As for the visuals, cinematographer Dan Laustsen and production designer Tamara Deverell bring a Hammer Studios-like lushness to the settings, with Victor’s beloved Elizabeth (Mia Goth) frequently wearing shades of blue and green against backgrounds of red and orange. Speaking of which, the costumes do more than pull their weight, too, with Victor frequently wearing a flamboyant wide-brimmed hat reminiscent of Goethe in Tischbein’s famous painting, which befits a character who thinks of himself as a great genius.

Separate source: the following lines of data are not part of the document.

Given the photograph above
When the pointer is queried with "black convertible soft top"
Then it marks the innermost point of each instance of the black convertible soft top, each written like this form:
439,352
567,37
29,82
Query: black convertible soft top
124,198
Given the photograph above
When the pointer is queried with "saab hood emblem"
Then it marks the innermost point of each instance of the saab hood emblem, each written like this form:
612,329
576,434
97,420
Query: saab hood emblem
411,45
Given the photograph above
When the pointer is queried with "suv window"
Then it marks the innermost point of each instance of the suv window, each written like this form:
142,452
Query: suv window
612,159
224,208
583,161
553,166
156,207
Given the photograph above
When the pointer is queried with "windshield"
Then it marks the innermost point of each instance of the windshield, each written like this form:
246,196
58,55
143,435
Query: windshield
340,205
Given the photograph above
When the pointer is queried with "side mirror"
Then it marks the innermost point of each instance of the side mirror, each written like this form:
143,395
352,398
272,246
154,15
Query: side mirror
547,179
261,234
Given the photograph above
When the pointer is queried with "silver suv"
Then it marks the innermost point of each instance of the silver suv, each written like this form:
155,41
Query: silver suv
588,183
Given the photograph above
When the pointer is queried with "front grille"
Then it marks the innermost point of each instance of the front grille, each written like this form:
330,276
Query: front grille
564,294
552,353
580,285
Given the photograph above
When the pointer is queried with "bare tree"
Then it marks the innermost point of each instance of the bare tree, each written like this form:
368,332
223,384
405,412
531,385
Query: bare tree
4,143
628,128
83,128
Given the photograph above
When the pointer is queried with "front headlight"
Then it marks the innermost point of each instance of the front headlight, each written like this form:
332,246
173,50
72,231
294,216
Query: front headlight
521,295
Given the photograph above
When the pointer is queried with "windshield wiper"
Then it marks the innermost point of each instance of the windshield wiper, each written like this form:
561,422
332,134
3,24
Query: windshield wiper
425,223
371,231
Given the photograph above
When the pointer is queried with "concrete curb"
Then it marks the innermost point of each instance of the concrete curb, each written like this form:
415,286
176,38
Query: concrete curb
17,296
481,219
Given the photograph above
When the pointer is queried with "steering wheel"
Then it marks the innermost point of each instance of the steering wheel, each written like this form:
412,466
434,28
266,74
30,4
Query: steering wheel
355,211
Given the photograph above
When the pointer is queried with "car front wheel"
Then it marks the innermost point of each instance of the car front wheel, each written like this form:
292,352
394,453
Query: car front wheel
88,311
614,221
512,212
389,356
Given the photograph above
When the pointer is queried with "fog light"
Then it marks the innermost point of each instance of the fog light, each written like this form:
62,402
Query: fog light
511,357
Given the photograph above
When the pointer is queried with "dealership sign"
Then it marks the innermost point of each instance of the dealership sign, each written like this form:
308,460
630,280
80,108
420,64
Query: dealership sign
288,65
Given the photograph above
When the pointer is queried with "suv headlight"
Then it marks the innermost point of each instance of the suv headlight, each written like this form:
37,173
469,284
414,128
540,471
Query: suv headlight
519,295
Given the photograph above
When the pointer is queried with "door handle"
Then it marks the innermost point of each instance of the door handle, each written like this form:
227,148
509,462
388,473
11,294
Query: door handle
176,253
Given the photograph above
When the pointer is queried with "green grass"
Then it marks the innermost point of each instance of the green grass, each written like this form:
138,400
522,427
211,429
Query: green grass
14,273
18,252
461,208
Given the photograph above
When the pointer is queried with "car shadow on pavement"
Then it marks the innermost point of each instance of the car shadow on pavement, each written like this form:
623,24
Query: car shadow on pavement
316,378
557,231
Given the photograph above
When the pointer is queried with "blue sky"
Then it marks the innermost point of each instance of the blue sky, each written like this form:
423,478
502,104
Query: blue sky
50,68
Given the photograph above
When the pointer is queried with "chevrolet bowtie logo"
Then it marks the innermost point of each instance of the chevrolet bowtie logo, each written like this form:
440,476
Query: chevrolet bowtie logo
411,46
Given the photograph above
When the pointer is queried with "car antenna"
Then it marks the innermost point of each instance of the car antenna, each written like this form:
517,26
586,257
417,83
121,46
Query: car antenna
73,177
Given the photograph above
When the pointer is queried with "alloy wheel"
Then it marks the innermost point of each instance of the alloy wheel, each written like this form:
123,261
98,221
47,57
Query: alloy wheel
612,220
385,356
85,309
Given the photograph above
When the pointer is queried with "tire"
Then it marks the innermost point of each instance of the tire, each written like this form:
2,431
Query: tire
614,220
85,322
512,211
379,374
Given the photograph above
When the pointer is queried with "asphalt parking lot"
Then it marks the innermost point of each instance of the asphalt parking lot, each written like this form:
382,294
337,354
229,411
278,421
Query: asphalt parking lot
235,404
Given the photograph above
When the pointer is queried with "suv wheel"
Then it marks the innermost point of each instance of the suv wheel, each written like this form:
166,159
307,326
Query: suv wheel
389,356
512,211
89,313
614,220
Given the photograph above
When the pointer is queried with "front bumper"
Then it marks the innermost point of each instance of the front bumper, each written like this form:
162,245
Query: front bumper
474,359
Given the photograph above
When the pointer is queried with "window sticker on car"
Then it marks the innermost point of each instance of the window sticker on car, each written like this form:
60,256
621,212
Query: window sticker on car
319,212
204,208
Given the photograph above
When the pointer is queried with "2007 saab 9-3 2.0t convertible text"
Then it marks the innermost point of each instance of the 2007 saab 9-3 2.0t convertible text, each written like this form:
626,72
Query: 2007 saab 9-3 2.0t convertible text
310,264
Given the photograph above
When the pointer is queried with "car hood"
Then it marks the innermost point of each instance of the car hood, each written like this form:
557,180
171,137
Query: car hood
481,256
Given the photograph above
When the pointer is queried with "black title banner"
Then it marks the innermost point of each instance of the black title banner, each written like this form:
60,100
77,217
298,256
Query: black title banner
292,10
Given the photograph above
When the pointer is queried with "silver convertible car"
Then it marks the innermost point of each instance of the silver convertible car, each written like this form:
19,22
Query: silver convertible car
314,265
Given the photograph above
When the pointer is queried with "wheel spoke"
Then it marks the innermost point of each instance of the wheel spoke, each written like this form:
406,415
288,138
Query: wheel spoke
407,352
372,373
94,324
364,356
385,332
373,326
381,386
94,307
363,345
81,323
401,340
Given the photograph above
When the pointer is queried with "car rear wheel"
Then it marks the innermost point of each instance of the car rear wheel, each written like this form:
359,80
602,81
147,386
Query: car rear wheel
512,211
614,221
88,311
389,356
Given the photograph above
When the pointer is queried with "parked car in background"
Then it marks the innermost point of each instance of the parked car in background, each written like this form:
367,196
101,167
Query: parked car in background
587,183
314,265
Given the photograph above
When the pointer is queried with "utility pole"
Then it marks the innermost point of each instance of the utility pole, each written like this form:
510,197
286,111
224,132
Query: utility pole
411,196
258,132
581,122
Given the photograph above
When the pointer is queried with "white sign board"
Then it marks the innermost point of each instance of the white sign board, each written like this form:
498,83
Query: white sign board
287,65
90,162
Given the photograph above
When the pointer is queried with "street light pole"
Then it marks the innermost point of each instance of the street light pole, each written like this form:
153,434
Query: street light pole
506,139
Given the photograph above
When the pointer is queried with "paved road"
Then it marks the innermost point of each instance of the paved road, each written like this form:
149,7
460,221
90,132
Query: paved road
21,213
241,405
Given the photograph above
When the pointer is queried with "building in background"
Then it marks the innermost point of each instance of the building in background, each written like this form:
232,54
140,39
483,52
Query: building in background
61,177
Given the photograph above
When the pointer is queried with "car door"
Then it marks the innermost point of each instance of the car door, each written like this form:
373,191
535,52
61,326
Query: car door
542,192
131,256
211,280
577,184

For all this, why am I sitting in my theater seat unmoved? I will confess to experiencing flashbacks to Mel Brooks’ Young Frankenstein, Bill Condon’s Gods and Monsters, Lucky McKee’s May, and other riffs on the story while I was watching this, but I don’t think I’m burned out on the story. Is it because Del Toro includes too much of Mary Shelley’s prose as voiceover narration when it isn’t needed?

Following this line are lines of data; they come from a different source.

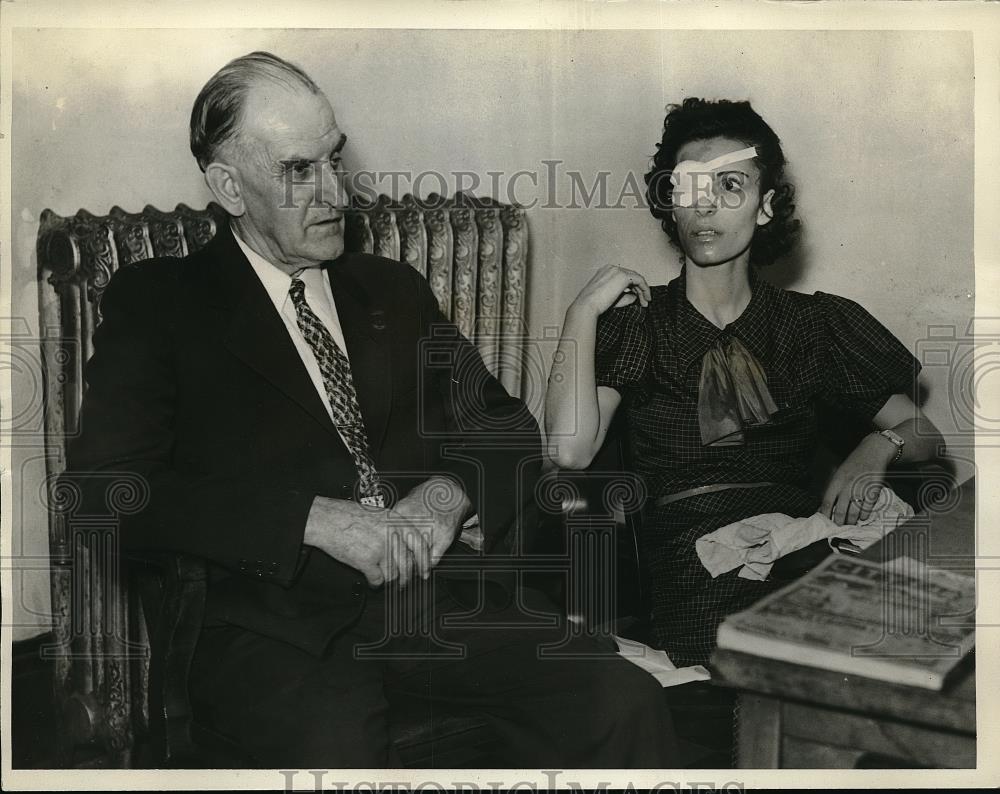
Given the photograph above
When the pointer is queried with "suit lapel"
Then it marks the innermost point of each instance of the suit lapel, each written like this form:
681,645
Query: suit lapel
363,322
255,332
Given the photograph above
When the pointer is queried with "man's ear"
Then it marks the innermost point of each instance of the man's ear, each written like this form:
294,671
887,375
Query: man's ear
224,183
765,213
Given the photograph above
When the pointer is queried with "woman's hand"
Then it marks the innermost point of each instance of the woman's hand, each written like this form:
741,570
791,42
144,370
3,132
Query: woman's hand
855,486
612,285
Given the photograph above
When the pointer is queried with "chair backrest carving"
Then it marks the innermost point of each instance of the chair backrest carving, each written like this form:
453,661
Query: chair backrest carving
472,251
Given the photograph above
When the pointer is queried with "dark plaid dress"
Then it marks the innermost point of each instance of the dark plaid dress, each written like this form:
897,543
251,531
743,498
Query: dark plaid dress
812,348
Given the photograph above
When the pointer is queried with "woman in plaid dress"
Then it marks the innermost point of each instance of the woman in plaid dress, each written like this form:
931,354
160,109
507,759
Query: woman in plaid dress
721,375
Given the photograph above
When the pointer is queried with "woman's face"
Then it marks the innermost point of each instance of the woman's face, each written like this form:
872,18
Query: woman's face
720,226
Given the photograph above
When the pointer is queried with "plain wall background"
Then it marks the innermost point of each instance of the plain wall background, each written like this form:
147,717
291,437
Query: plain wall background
877,126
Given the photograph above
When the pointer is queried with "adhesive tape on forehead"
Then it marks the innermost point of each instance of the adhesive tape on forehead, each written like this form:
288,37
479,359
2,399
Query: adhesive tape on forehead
693,178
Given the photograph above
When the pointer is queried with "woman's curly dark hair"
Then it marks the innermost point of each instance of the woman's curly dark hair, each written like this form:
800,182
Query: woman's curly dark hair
699,119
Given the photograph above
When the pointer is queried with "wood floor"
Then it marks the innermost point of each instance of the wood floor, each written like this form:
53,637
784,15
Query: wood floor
702,716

Or maybe it’s just that, for all the energy and theatrical flair that Isaac brings to Frankenstein, the title character doesn’t pop the way Del Toro’s greatest villains do. (To wit: Sergi López’ fascist ideologue in Pan’s Labyrinth, Jessica Chastain’s incestuous serial killer in Crimson Peak, and Michael Shannon’s racist technocrat in The Shape of Water.) The twisted relationship between Victor and his creation should be a horrifying spiral of mutual destruction, and that feeling doesn’t come across here.

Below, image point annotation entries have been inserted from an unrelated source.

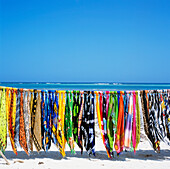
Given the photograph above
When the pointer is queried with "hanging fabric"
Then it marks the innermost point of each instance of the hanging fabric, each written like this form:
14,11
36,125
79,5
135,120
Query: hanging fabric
29,123
17,120
3,121
22,135
68,122
80,134
128,128
60,127
55,120
11,119
85,120
137,119
134,123
119,136
92,126
110,125
76,109
37,124
26,119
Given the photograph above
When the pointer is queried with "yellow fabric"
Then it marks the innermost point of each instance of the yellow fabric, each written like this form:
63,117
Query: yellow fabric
98,112
137,119
11,118
3,121
60,128
31,104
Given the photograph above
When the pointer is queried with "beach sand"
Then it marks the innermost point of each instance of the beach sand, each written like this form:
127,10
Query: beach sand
144,158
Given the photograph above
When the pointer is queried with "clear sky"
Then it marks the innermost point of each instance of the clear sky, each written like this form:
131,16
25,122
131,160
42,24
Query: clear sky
85,40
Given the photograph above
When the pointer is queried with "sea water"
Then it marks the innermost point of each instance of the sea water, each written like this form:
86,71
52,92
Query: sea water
87,86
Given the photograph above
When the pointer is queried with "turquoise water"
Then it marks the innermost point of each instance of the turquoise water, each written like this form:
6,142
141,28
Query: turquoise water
89,86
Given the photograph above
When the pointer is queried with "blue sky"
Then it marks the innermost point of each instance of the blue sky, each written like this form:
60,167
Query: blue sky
85,40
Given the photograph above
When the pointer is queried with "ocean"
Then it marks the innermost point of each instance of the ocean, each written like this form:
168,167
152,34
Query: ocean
87,86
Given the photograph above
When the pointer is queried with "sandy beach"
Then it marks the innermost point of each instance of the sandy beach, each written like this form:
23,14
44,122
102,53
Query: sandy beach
145,157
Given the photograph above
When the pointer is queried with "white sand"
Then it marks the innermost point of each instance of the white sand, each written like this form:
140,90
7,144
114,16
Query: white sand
145,158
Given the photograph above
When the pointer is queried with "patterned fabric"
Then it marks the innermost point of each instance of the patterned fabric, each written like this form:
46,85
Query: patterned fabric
37,125
167,116
49,121
55,120
80,144
3,121
31,105
149,116
43,119
154,136
76,109
116,110
68,124
11,119
128,128
134,122
85,121
119,136
60,127
92,127
110,126
29,122
137,119
26,119
22,135
105,126
99,107
17,120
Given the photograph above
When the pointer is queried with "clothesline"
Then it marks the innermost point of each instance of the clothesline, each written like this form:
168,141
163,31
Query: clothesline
44,117
95,92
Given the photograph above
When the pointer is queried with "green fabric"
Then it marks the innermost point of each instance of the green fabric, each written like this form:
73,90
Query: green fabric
110,131
3,121
76,106
116,110
68,122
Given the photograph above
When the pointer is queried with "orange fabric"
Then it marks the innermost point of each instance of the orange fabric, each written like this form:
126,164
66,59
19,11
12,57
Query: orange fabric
119,137
22,135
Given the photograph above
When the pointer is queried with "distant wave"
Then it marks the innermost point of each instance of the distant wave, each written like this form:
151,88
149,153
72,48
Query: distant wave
102,83
117,84
52,83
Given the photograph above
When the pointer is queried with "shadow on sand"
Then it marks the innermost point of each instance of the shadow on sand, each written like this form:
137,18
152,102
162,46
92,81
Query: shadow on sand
100,155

Despite that, I find Frankenstein a more rewarding experience than last year’s Nosferatu, and its visuals and scope are well worth taking in on the big screen. You should catch it during its theatrical run, which doesn’t figure to last long for reasons that have little to do with its cinematic merits. Netflix has seemingly been out to kill off the theatrical experience of movies with the goal of putting everything in your TV. Whatever you might think of that aim, it appears to be preventing the streaming service from attaining its other goal of winning a Best Picture Oscar. A long run on a lot of screens might very well have boosted the awards chances of previous Netflix originals like Roma, The Irishman, or Marriage Story, and the same goes for this film. (Although, if Netflix really wants to win the Best Picture Oscar this year, they need to push all their chips onto KPop Demon Hunters. That movie’s back in theaters next week, by the way.) If only Netflix valued the experience of going to the multiplexes, they could immensely benefit us theatergoers as well as themselves. Maybe if a lot of people turn up at Frankenstein, it’ll change some minds over there.

 

Frankenstein
Starring Oscar Isaac and Jacob Elordi. Written and directed by Guillermo Del Toro, based on Mary Shelley’s novel. Rated R.